İtalyan fizikçisi Enrico Fermi, 1942 yılından itibaren ilk atom pilini yapıp çalıştırarak, yeni bir sınaî enerji kaynağına, atom enerjisine giden yolu açıyordu.
Nükleer santral, bir veya daha fazla sayıda nükleer reaktörün yakıt olarak radyoaktif maddeleri kullanarak ısı enerjisi bu enerjiden de elektrik enerjisinin üretildiği tesistir.
Bir santralın ilkesi basittir; pilin ısısı, suyu buhara dönüştürür ve bu buhar da bir türbini çevirir. Türbinin üstüne, elektrik üreten bir dinamo yerleştirilmiştir.
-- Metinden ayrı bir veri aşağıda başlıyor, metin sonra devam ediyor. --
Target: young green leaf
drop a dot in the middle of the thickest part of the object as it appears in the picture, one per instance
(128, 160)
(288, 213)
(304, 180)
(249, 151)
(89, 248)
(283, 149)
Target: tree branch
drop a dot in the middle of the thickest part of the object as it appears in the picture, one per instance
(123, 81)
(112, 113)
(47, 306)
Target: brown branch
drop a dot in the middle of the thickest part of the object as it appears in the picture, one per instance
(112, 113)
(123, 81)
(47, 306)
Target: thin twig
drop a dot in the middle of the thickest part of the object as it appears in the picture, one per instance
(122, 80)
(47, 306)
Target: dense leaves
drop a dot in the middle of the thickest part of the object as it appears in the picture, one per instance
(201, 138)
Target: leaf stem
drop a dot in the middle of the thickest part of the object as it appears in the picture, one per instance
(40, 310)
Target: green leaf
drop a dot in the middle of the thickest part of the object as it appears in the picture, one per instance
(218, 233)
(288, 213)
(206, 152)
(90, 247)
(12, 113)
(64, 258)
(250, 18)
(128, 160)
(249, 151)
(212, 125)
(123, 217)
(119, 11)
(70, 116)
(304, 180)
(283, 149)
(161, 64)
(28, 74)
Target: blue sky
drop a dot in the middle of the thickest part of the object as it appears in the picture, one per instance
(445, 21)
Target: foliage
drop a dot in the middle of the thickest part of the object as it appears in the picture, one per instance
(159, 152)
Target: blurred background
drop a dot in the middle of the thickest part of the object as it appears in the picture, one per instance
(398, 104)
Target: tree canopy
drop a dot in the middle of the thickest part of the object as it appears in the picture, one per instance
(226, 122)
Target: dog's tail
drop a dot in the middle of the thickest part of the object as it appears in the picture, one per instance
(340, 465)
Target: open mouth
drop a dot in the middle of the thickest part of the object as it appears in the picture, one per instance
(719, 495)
Nükleer santrallerin ilki olan, A.B.D.’deki Arco santralı, 1951 yılından beri çalışıyor. Nükleer santralların ilk örnekleri orada tasarlandı ve denendi. Amerikalılardan sonra da Ruslar, ilki 1954 yılında Moskova’da, ingilizler de ilki 1956 yılında Calder Hall’de olmak üzere, nükleer santrallar yaptılar. Bugün Batı Almanya, Fransa ve Japonya da, aynı şekilde birçok nükleer santralden yararlanıyor.
Hizmete giren nükleer santralların bazıları, nükleer enerji araştırmak ve üretmek amacıyla 1957 yılında kurulan bir örgütün, Euratom’un desteğiyle gerçekleştirildi. Ardennes’deki Chooz santralı, Fransa-Beİçika ortak yapımı bir eserdir. Dünyanın en geniş atom santralı, A.B.D.’de, Ontario’da olup, 2000 megavattan fazla elektrik üretir. Fransa’nın en yeni atom santrallarından biri, 1968 yılında Saint-Laurent-des-Eaux’de hizmete girmiştir. Fransa elektrik şebekesinde kullanılan nükleer kaynaklı enerjinin büyük bir bölümünü bu santral sağlar.
Sürjeneratörlü nükleer santrallara büyük umutlar bağlanıyor. Zira bu santrallarda uranyum, hem elektrik, hem plütonyum üretir. Plütonyum da bir atom santralında yakıt olarak kullanılabilir.